I currently have a lists of captions in the form of a list
print(valid_captions)
-> [' Les Lieberman, Barri Lieberman, Isabel Kallman, Trish Iervolino, and Ron Iervolino ', ' Chuck Grodin ', ' Diana Rosario, Ali Sussman, Sarah Boll, Jen Zaleski, Alysse Brennan, and Lindsay Macbeth ', ' Kelly Murro and Tom Murro ', ' Ron Iervolino, Trish Iervolino, Russ Middleton, and Lisa Middleton ']
I want to create a function that would iterate over each element of the list and create an adjacency listfor each person where I can get a list of unique names of all the folks that appear in the list within the data set. I want to represent this adjacency list as a python dictionary with each name as the key and the list of names they appear with as the values.
So the function would take a single caption and return a dictionary in the form of
name: [other names in caption]}
for each name while removing any titles like Dr
or Mayor
.
As an example I would like this
[Dr .Ron Iervolino, Trish Iervolino, and Mayor.Russ Middleton]
to return
{'Ron Iervolino': ['Trish Iervolino', 'Russ Middleton'],
'Trish Iervolino': ['Ron Iervolino', 'Russ Middleton'],
'Russ Middleton': ['Ron Iervolino', 'Russ Middleton']}
f someone appears in a caption by themselves, return {name: []}. So the caption 'Robb Stark' would return {'Robb Stark': []}
I have a function to remove the titles, but I'm getting the adjacency list all wrong.
def remove_title(names):
removed_list = []
for name in names:
altered_name = re.split('Dr |Mayor ', name)

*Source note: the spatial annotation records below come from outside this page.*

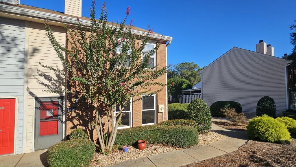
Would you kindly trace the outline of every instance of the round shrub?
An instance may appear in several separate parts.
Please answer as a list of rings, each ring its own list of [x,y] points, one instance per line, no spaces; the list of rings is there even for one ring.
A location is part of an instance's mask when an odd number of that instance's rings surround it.
[[[94,144],[89,140],[78,139],[60,142],[48,148],[48,166],[81,167],[87,165],[92,159],[94,151]]]
[[[296,120],[288,117],[279,117],[276,120],[283,123],[291,134],[296,135]]]
[[[69,134],[69,139],[89,139],[89,135],[83,129],[76,129]]]
[[[139,140],[186,147],[197,144],[198,132],[196,128],[188,126],[154,125],[134,127],[119,129],[115,144],[132,145]]]
[[[223,110],[226,109],[233,108],[237,113],[242,112],[242,106],[236,101],[218,101],[213,103],[211,105],[210,109],[212,117],[224,117]]]
[[[168,105],[168,116],[169,120],[188,119],[189,116],[187,107],[189,104],[171,103]]]
[[[249,137],[271,142],[283,140],[291,141],[290,133],[284,125],[266,115],[253,118],[247,127]]]
[[[211,129],[212,117],[207,104],[200,98],[192,100],[187,108],[190,120],[197,124],[197,130],[201,133],[208,132]]]
[[[275,118],[276,116],[276,108],[274,99],[269,96],[261,98],[257,103],[256,112],[257,116],[266,114]]]
[[[197,128],[197,124],[196,122],[188,120],[172,120],[161,122],[158,124],[168,126],[187,125]]]

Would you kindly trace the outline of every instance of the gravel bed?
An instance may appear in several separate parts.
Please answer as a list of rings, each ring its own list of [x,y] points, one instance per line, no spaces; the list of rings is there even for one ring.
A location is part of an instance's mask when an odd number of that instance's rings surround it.
[[[220,131],[217,132],[212,130],[207,134],[200,134],[198,145],[200,146],[218,141],[226,137],[226,135],[227,135],[226,133],[223,134],[223,132]],[[130,146],[127,152],[124,152],[122,148],[113,150],[108,155],[96,152],[94,159],[88,166],[104,166],[120,162],[181,149],[182,149],[170,145],[147,143],[146,148],[143,151],[141,151],[137,148]]]

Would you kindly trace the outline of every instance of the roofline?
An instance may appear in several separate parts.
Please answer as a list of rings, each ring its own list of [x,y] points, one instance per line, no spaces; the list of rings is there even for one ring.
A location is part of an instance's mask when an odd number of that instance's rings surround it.
[[[282,61],[286,61],[286,59],[284,59],[283,58],[279,58],[279,57],[275,57],[275,56],[271,56],[270,55],[266,55],[266,54],[263,54],[263,53],[258,53],[258,52],[254,52],[254,51],[252,51],[252,50],[247,50],[247,49],[242,49],[242,48],[240,48],[239,47],[236,47],[235,46],[235,47],[233,47],[232,48],[231,48],[231,49],[230,49],[230,50],[229,50],[227,51],[226,53],[224,53],[224,54],[223,54],[222,56],[220,56],[220,57],[218,58],[217,58],[217,59],[216,59],[216,60],[214,60],[213,61],[213,62],[212,62],[212,63],[211,63],[210,64],[209,64],[207,66],[206,66],[206,67],[205,67],[203,69],[202,69],[202,70],[200,70],[200,71],[199,71],[198,72],[198,74],[201,74],[202,72],[202,71],[204,71],[204,70],[205,69],[207,68],[208,67],[209,67],[211,65],[212,65],[212,64],[213,64],[215,62],[216,62],[217,61],[218,61],[218,60],[219,60],[219,59],[221,59],[221,58],[222,57],[224,57],[224,56],[225,56],[225,55],[227,55],[228,53],[230,52],[231,52],[231,51],[232,51],[232,50],[234,50],[234,49],[237,49],[237,50],[241,50],[242,51],[245,51],[245,52],[249,52],[249,53],[254,53],[254,54],[256,54],[257,55],[261,55],[261,56],[265,56],[265,57],[268,57],[268,58],[273,58],[274,59],[275,59],[277,60]]]
[[[60,16],[61,16],[58,15],[36,11],[3,4],[0,4],[0,11],[17,14],[20,15],[33,17],[43,19],[47,18],[50,21],[61,22],[60,19]],[[74,25],[77,24],[77,19],[70,17],[63,16],[63,21],[64,22],[67,23]],[[81,24],[83,25],[89,25],[90,24],[91,22],[89,21],[84,20],[83,19],[80,20],[80,21]],[[135,30],[132,30],[132,32],[134,34],[138,35],[142,35],[143,32],[144,33],[144,34],[147,33],[144,31]],[[166,41],[173,40],[173,38],[170,36],[155,34],[151,34],[151,37],[155,39],[162,39]]]

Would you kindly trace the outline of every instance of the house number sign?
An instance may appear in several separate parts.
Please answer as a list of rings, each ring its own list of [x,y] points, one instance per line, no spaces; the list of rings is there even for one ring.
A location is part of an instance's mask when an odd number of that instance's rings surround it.
[[[76,107],[69,107],[67,108],[67,109],[68,110],[68,111],[76,111]]]

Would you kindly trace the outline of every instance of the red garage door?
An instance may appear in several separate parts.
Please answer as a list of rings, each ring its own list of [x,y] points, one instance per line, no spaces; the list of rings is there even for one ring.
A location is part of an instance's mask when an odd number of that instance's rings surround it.
[[[13,153],[15,99],[0,99],[0,155]]]

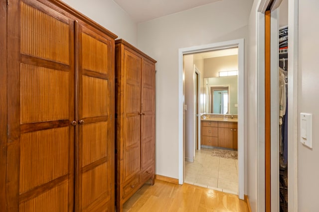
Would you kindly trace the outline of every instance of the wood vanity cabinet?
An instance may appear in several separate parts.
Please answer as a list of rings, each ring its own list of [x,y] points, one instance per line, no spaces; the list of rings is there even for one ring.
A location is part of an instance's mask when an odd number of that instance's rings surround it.
[[[114,212],[117,36],[60,0],[7,2],[1,211]]]
[[[237,123],[218,122],[218,146],[237,149]]]
[[[210,121],[202,122],[201,144],[206,146],[218,146],[218,122]]]
[[[201,144],[237,149],[237,123],[201,121]]]
[[[155,63],[123,40],[115,42],[117,208],[155,173]]]

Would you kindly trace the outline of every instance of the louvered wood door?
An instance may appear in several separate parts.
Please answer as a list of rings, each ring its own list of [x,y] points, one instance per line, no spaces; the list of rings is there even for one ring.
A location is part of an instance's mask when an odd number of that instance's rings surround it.
[[[28,0],[7,20],[6,210],[73,211],[74,22]]]
[[[142,69],[142,168],[154,174],[155,150],[155,65],[143,59]],[[150,170],[149,170],[150,169]]]
[[[77,206],[79,211],[113,212],[114,40],[88,26],[76,26],[79,64]]]
[[[141,171],[142,59],[124,49],[123,183]]]

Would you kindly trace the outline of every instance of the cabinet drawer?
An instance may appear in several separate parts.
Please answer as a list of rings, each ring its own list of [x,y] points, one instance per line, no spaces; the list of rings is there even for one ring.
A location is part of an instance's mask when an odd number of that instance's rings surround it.
[[[218,122],[218,127],[225,128],[237,128],[237,122]]]
[[[218,127],[218,122],[212,121],[201,121],[201,126],[205,127]]]
[[[206,146],[218,146],[218,138],[211,136],[203,136],[201,144]]]
[[[123,199],[125,199],[131,193],[135,191],[140,185],[140,175],[135,177],[132,181],[123,187]]]
[[[217,137],[218,136],[218,128],[203,127],[201,129],[201,133],[204,136]]]
[[[154,168],[151,166],[143,171],[142,173],[142,182],[145,182],[149,179],[154,177]]]

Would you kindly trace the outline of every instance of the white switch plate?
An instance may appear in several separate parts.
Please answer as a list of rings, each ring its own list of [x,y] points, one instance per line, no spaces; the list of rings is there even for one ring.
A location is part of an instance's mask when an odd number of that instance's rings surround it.
[[[300,142],[313,148],[313,114],[300,113]]]

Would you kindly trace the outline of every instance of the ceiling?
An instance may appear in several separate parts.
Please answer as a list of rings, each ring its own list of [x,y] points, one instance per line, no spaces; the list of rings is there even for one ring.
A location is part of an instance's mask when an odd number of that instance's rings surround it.
[[[221,0],[113,0],[139,23]]]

removed_list+=altered_name
try:
while True:
removed_list.remove('')
except:
pass
return removed_list
The following is my solution to the problem whereby I create a function that takes a caption and returns a dictionary of the form {name: [other names in caption]} for each name.
In the function, I cleaned up the captions using string manipulation functions at the very start to remove the titles like 'Mayor', 'Dr' while also stripping out 'and' from the captions. Then I also used strip() to remove any leading or trailing spaces. I incorporate try and except for any exception handling while removing individual elements of the prospective list and then using for loops for the rest of the process.
def format_caption(caption):
name_list = re.split('Dr |Mayor |and |, ', caption)
name_list = [name.strip() for name in name_list]
name_dict = {}
try:
while True:
name_list.remove('')
except:
pass
for name in name_list:
name_dict.update({name:[]})
for key, name_list_2 in name_dict.items():
for name in name_list:
if name != key:
name_list_2.append(name)
return name_dict
The resulting function gives me the captions in the format I was looking for
list=['Dr .Ron Iervolino, Trish Iervolino, and Mayor.Russ Middleton']
print(format_caption(list))
>{'Ron Iervolino': ['Trish Iervolino', 'Russ Middleton'],
'Trish Iervolino': ['Ron Iervolino', 'Russ Middleton'],
'Russ Middleton': ['Ron Iervolino', 'Russ Middleton']}